In this method of dyeing, parts of the fabric are made to resist the application of color by stitching, folding, wrapping, hand-plucking or tying the fabric before it is immersed in the dye. These handcrafted fabrics are characterized by minor inconsistencies in color and design, privileging human imperfection over factory-made textiles which are perfectly dyed and replicated in the thousands.
The process of stamping designs and patterns on base fabrics such as cotton or silk using dye-soaked, hand-carved wooden blocks. The technique is central to a variety of printing traditions across India in which blocks are used to create a range of designs composed of floral and religious motifs, geometric forms, and calligraphy.
Indus Valley Civilization
A Bronze Age civilization located along the basin of the Indus river, in the northwestern regions of South Asia comprising present-day northeastern Afghanistan, Pakistan and western and northwestern India. The civilization is dated between c. 3000–1300 B.C.E. and is known for its urban planning, drainage and water supply systems as well as the presence of non-residential architectural sites. Notable cities from the civilization include Mohenjo-daro and Harappa.
The Priest King is a steatite stone sculpture that was excavated in Mohenjo-daro, an archaeological site that represents one of the largest settlements in the Indus Valley civilization (in present day Pakistan). Dating back to c. 2000–1900 B.C.E., the figure depicts a bearded male figure with combed back hair, wearing an armband and cloak with trefoil designs, and is one of the most famous remnants of the civilization.
Warm, lightweight handloom garments originally made in Kashmir using pashmina or shahtoosh yarn, Kashmiri shawls were traditionally made by weaver families, with the women spinning the yarn and men weaving the fabric. The shawls are characterized by their intricate buta pattern, woven using the kani twill weave or embroidered in sozni and amli, which are applied on a plain base. These shawls were also called ring shawls since the material was so fine that the entire shawl could be pulled through a small ring.
Kanchipuram Silk (also known as Kanjivaram)
A variety of silk saree woven in Kanchipuram, Tamil Nadu, and renowned for their zari (gold or silver thread) work. These are typically worn during auspicious occasions and exchanged as gifts during ceremonies such as weddings and temple festivals.
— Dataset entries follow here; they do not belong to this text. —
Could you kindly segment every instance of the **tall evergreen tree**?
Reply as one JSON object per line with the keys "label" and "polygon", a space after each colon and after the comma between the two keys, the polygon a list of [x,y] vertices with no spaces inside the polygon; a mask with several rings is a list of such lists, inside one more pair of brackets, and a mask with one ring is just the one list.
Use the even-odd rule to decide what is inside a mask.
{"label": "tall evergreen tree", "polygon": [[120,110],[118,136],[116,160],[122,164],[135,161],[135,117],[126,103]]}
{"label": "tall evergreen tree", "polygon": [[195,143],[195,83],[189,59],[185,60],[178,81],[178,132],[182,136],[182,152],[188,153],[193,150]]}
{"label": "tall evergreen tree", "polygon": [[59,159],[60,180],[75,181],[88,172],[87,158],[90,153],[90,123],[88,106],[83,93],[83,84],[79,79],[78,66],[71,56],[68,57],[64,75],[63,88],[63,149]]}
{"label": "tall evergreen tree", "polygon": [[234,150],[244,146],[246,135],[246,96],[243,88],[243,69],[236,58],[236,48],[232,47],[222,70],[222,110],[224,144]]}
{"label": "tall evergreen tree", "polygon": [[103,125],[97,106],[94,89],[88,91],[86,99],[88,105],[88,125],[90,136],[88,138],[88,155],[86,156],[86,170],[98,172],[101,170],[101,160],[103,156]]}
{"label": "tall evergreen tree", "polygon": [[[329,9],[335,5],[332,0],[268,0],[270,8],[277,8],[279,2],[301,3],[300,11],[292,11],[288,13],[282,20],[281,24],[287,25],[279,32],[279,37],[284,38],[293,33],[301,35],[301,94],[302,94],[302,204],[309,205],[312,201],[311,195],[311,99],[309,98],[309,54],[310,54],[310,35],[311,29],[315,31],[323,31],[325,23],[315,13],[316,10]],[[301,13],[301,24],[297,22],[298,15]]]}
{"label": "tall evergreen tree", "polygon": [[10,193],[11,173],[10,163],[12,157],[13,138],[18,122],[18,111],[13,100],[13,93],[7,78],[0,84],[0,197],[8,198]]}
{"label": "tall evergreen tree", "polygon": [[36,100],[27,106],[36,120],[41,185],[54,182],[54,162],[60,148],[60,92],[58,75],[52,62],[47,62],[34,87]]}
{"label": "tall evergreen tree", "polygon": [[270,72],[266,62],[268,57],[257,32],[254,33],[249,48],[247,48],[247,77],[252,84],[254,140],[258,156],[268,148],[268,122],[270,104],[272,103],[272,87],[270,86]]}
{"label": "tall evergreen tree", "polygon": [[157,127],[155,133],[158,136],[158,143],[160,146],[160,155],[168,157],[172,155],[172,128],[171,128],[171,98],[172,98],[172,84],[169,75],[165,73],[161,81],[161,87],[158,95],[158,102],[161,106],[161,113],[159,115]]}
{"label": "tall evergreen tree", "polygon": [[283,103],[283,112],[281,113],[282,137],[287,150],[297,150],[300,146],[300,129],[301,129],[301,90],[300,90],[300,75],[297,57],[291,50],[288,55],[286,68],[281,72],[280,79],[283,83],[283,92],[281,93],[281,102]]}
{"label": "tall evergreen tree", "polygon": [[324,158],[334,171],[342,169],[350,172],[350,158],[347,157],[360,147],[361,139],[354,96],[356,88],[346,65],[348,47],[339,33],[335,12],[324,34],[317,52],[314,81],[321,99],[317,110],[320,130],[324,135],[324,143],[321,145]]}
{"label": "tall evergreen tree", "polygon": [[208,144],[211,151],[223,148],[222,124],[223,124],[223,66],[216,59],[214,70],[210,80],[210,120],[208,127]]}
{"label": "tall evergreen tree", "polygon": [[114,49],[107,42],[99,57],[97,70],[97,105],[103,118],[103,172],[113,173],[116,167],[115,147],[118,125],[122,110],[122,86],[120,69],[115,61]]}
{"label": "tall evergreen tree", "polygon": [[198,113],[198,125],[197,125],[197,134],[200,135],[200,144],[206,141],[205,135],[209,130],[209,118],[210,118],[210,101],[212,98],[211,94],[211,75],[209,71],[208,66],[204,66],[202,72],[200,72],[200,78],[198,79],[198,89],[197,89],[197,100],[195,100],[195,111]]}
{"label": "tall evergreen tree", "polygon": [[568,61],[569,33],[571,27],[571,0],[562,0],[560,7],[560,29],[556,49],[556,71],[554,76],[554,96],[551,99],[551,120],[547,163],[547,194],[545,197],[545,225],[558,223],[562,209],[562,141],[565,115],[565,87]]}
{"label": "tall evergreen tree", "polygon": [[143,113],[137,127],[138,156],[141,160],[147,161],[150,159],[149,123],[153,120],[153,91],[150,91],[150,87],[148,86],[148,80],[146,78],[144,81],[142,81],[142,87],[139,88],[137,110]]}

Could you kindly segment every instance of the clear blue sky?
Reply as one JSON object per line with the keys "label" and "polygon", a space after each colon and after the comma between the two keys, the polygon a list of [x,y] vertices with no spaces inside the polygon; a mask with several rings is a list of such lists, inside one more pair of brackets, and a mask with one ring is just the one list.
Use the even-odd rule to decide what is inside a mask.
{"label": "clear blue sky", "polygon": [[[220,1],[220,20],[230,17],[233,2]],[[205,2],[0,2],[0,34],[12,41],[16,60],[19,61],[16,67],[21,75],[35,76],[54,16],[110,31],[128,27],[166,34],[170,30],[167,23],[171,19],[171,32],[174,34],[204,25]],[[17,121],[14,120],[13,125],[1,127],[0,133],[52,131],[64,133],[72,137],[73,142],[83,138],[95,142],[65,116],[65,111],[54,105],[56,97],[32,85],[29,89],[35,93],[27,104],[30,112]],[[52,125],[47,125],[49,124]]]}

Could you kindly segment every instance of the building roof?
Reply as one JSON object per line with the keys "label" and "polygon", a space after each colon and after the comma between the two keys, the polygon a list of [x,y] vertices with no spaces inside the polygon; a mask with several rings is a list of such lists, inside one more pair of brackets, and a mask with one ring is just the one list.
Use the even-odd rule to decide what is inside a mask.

A warp-resist-dyeing technique practiced in the state of Rajasthan, India, leheriya is known by its distinct patterns of stripes, chevrons and diagonals. It is traditionally found on the safas (turban cloths) worn by Rajasthani men and the odhanis worn by the women, as well as on sarees. Leheriya derives its name from the Sanskrit word lahara, meaning “wave,” and refers to the inspirations behind the designs: the monsoon season—a time of celebration in the state—as well as the patterns created by the wind on the desert sand.